Dwa kolejne bardzo udane prezentacja dotyczyły świata ludzi młodych, a nawet bardzo młodych. Dla mnie jest to wyjątkowo odległy świat, z racji mojego wieku oraz właściwego niemieckim emerytom stylu życia (nie wymyśliłem tego sam, to opis mojego lifestyle’u w oczach jednego z kolegów). Możliwość zajrzenia więc do świata młodych ludzi, była dla mnie bezcenna. Wystąpienie Kasi Haczewskiej-Wierzbickiej z IQS było przygotowane perfekcyjnie (szacun!), a perfekcji dodawał też fakt prowadzenia prezentacji wspólnie z podmiotem badania, czyli reprezentantem pokolenia Y. Tę rolę odgrywał Michał Szutowicz – 19-latek i student pierwszego roku socjologii i antropologii stosowanej. Całość wypadała rewelacyjnie, ponieważ treść i sposób jej podania były wyjątkowo prawdziwe. Nie chodzi wcale o to, że inne wystąpienia wypadały słabo, ale oddanie głosu realnemu przedstawicielowi (na dodatek wyjątkowo komunikatywnemu) nadało całości jeszcze większej dynamiki. Wnioski dla mnie? Sądziłem, że tego pokolenia nie znam, ale okazało się, że „nie znam” to eufemizm 🙂 To nawet nie inna planeta, to inny wszechświat 🙂 Bezcenne, że na pół godziny można było się w takim świecie znaleźć. Wniosek drugi jest taki, że kiedy następny raz będę miał pracować (czytaj: badać ich, projektować pod nich) z młodymi ludźmi, to nie ma opcji na udawanie czegoś. Jeszcze czasami (z niektórymi innymi grupami) da się coś udać/ugrać, ale tutaj – bez szans. Jedyne na co można wyjść, to na starego pierdziela (w sumie – prawda) na dodatek silącego się na bycie młodszym. Dramat 🙂 Wnioski co prawda smutne dla mnie, ale wystąpienie bardzo interesujące i – mam nadzieję – płodne biznesowo. Wniosek trzeci, najbardziej banalny – nie ma co ich oceniać, trzeba brać takimi jakimi są (czyli normalnymi). Spostrzeżenie czwarte jest takie, że pracuję z ludźmi z tego pokolenia i… zupełnie tego nie zauważam. Jak mówi klasyk „i widział Pan, że jest dobre”.

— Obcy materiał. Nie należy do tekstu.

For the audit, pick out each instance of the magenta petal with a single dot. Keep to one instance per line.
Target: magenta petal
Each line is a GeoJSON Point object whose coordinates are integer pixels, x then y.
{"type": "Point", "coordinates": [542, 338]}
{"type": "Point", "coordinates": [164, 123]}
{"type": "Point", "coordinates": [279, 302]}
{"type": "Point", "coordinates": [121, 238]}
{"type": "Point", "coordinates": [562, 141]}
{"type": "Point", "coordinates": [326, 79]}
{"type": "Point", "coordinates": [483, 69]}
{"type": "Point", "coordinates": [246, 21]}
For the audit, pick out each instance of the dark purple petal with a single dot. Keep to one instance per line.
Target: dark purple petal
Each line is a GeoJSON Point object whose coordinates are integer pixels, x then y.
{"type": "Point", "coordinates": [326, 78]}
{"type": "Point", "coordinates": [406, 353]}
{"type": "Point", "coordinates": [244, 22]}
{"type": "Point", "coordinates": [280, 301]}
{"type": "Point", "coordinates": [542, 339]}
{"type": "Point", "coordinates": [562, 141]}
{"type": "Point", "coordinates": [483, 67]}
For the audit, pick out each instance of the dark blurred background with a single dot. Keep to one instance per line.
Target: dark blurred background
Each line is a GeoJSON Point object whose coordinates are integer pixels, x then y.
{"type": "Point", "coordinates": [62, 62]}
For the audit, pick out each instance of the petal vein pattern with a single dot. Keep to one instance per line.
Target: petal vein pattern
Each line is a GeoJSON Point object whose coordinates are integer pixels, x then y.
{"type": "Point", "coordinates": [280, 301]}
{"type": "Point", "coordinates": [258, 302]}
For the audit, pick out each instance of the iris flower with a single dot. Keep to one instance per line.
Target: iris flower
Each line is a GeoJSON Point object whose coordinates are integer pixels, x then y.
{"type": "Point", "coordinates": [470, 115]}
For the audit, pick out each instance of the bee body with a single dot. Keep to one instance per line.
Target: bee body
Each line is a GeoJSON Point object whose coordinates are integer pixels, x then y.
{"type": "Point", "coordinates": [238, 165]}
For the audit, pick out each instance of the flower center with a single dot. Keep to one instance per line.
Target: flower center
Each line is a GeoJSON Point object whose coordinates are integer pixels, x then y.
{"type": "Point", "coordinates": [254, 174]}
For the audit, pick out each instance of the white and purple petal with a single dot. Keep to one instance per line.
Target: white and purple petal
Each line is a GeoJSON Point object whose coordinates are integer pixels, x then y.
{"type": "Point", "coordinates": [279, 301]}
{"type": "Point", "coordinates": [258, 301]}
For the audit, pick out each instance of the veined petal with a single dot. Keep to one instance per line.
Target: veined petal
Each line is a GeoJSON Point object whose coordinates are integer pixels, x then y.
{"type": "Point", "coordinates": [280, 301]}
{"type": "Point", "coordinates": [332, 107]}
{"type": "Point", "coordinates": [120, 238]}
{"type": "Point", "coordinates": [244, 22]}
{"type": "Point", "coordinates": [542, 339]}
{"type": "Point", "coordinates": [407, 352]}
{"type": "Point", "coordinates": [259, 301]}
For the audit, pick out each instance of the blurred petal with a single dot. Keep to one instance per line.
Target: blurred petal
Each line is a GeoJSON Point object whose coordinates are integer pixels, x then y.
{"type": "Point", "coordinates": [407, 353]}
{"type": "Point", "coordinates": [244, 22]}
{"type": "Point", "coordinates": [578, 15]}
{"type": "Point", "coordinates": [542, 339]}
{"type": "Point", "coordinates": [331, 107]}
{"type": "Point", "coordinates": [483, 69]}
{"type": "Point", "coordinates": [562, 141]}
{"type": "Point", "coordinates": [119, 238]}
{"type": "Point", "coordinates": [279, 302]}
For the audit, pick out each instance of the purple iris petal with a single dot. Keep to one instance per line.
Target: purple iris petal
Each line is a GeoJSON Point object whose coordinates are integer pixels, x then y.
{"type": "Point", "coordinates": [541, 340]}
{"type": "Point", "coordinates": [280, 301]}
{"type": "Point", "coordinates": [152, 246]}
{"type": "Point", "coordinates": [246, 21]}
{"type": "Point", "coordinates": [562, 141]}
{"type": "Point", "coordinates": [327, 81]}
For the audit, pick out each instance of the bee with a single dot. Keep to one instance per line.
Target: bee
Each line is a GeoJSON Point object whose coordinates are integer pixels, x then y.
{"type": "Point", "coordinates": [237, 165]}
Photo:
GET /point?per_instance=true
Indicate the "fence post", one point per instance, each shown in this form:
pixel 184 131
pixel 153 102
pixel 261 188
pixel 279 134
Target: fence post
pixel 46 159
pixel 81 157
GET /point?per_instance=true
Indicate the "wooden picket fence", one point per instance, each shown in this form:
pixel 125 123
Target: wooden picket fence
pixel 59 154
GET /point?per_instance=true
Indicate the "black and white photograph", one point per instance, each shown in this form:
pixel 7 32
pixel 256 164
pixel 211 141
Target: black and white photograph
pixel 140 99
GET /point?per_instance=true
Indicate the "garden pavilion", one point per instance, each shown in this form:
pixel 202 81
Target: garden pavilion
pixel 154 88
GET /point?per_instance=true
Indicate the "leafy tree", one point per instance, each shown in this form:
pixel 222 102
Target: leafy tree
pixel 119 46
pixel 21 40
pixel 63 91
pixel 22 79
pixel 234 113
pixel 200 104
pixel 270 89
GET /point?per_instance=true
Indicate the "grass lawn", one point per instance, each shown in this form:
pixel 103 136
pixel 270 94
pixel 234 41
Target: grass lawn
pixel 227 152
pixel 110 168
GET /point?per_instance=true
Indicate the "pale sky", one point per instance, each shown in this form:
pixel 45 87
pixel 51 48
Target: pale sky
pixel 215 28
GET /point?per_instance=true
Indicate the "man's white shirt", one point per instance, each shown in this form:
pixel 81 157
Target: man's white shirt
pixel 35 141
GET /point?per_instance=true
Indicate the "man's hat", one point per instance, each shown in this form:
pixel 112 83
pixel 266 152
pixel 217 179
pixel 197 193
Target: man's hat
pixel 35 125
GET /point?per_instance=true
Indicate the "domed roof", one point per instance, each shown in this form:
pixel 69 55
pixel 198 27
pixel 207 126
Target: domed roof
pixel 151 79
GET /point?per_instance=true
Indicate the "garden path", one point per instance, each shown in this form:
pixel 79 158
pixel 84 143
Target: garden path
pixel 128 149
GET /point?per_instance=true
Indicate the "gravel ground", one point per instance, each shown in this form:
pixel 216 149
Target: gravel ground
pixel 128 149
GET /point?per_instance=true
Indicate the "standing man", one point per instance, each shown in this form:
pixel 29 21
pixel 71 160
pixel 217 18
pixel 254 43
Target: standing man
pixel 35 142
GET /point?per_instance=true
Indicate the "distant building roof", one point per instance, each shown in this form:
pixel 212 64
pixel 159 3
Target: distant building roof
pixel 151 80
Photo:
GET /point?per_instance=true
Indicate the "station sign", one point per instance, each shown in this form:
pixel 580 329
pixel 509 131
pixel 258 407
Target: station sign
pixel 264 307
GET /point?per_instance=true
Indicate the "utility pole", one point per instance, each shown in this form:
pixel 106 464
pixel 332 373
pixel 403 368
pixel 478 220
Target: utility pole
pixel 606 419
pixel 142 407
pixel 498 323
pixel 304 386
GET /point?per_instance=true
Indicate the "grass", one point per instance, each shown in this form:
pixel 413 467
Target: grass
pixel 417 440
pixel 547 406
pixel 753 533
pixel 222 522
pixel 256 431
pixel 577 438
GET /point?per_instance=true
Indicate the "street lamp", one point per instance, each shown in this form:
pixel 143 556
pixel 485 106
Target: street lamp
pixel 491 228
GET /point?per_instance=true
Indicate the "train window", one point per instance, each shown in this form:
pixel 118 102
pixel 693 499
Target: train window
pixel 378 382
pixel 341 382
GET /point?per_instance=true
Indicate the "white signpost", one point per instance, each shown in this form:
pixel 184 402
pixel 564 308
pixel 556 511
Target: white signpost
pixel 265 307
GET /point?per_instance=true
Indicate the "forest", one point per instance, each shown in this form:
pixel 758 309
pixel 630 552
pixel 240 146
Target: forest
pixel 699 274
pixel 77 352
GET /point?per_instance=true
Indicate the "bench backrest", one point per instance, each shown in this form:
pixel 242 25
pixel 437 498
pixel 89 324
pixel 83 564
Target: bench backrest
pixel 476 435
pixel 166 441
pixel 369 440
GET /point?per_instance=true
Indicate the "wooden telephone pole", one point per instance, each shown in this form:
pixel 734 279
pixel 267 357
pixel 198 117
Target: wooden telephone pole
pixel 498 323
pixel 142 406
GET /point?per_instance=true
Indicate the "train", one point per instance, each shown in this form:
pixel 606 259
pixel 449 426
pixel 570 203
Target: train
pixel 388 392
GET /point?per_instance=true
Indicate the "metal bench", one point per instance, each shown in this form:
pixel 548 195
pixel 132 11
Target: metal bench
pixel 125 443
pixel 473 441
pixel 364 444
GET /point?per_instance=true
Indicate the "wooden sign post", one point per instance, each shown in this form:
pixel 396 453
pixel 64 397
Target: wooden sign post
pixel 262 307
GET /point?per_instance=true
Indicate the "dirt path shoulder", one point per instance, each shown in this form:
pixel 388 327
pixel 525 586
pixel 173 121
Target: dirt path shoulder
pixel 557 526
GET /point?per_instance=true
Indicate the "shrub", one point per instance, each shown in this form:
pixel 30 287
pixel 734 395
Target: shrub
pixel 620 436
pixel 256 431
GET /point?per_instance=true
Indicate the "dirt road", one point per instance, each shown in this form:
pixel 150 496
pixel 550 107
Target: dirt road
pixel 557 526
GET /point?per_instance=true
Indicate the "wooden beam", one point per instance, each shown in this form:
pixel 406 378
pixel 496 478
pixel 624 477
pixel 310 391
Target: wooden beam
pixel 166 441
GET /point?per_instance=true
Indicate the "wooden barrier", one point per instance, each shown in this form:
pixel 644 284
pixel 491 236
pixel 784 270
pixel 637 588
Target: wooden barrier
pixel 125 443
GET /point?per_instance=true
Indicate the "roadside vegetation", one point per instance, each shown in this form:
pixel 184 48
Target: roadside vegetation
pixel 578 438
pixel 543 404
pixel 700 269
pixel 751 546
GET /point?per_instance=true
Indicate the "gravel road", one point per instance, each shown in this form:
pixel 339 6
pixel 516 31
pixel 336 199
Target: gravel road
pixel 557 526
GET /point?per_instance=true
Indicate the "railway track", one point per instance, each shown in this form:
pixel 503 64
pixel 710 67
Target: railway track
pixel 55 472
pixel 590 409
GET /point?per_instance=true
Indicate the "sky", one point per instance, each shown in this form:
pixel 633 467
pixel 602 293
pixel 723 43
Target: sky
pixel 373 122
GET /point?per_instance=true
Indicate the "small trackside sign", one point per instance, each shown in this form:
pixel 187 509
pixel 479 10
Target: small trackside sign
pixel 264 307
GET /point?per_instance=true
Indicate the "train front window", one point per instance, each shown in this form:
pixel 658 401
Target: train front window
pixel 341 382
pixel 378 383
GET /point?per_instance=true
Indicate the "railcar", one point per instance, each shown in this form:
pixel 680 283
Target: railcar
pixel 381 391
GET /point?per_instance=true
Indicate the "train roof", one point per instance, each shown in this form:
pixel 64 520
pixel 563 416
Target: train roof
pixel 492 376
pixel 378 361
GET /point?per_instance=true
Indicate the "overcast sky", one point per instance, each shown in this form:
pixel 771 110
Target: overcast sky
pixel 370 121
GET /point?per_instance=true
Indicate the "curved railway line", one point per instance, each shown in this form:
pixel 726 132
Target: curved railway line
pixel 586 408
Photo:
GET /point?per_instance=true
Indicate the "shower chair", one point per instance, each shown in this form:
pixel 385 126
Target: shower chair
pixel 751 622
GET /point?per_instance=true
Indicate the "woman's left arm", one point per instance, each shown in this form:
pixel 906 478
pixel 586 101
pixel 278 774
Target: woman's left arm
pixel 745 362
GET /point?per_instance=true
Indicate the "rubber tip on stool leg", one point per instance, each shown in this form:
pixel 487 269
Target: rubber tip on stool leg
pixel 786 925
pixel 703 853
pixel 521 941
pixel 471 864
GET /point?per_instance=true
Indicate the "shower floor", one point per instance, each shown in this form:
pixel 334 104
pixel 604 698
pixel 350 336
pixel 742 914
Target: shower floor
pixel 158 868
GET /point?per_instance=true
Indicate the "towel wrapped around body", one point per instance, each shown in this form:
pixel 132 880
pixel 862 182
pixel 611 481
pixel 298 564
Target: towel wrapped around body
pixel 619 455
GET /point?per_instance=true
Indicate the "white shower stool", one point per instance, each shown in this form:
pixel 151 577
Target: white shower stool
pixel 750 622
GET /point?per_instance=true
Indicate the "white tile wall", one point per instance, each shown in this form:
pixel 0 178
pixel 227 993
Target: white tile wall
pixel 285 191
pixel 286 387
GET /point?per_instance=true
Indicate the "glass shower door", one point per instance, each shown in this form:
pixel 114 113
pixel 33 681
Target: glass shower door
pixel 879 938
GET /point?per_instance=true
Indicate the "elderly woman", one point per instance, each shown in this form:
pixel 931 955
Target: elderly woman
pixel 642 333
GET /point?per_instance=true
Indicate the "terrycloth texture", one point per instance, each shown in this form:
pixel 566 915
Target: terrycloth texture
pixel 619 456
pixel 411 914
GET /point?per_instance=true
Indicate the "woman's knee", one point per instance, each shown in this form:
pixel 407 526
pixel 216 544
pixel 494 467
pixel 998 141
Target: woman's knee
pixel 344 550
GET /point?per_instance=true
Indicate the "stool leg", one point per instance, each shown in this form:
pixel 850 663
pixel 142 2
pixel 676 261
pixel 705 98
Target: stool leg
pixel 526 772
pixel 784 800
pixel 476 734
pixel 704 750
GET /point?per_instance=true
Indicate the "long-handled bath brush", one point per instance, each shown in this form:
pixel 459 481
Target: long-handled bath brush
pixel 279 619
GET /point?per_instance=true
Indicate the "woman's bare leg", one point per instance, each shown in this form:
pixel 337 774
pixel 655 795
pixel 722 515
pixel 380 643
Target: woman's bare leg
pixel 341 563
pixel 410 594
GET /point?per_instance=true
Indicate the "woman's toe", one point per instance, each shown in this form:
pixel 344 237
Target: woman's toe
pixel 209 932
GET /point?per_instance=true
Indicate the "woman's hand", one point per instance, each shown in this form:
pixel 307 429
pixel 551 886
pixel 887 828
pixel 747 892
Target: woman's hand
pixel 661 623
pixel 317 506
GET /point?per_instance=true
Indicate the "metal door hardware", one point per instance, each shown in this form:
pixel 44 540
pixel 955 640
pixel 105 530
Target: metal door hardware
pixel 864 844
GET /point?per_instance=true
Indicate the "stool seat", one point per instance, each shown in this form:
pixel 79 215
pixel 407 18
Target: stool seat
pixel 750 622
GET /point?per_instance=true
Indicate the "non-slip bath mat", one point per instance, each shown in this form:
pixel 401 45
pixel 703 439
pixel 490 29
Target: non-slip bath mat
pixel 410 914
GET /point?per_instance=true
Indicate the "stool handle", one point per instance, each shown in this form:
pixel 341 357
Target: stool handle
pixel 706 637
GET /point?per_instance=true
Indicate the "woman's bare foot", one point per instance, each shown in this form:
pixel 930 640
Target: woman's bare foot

Bardzo podobało mi się też wystąpienie Zuzanny Filipowskiej (TNS Polska) o tym, jak cyfrowej media wpisują się w życie najmłodszych użytkowników internetu. Posiadając dwójkę (6, 10 lat) konsumentów nowych mediów dzieci, patrzyłem na wystąpienie nie tylko jako osoba związana z tworzeniem (przez długi czas) tego, co się w tym medium pokazuje, ale także jako ojciec, który wkrótce zostanie przez te całe internety zaatakowany. Patrząc na to, w jaki sposób dzieciaki podchodzą do kwestii konsumpcji tych mediów (a są one dla nich czymś bardzo naturalnym), w pamięci miałem ostatnie CHI, na którym mówiło się, że powinniśmy odejść od myślenia w kategoriach computer-human interaction i z racji wszechobecności elementu computer wyrzucić go z nazwy. Komputer nie jest na tyle niezwykły, żeby go honorować jakoś szczególnie. Podobnie jest z dzieciakami i internetem – jest dla nich czymś całkowicie normalnym i oczywistym, niespecjalnie się nad nim zastanawiają, tak jak my nie zastanawiamy się nad istotą radia czy telewizji. Naprawdę baaardzo wartościowa rzecz.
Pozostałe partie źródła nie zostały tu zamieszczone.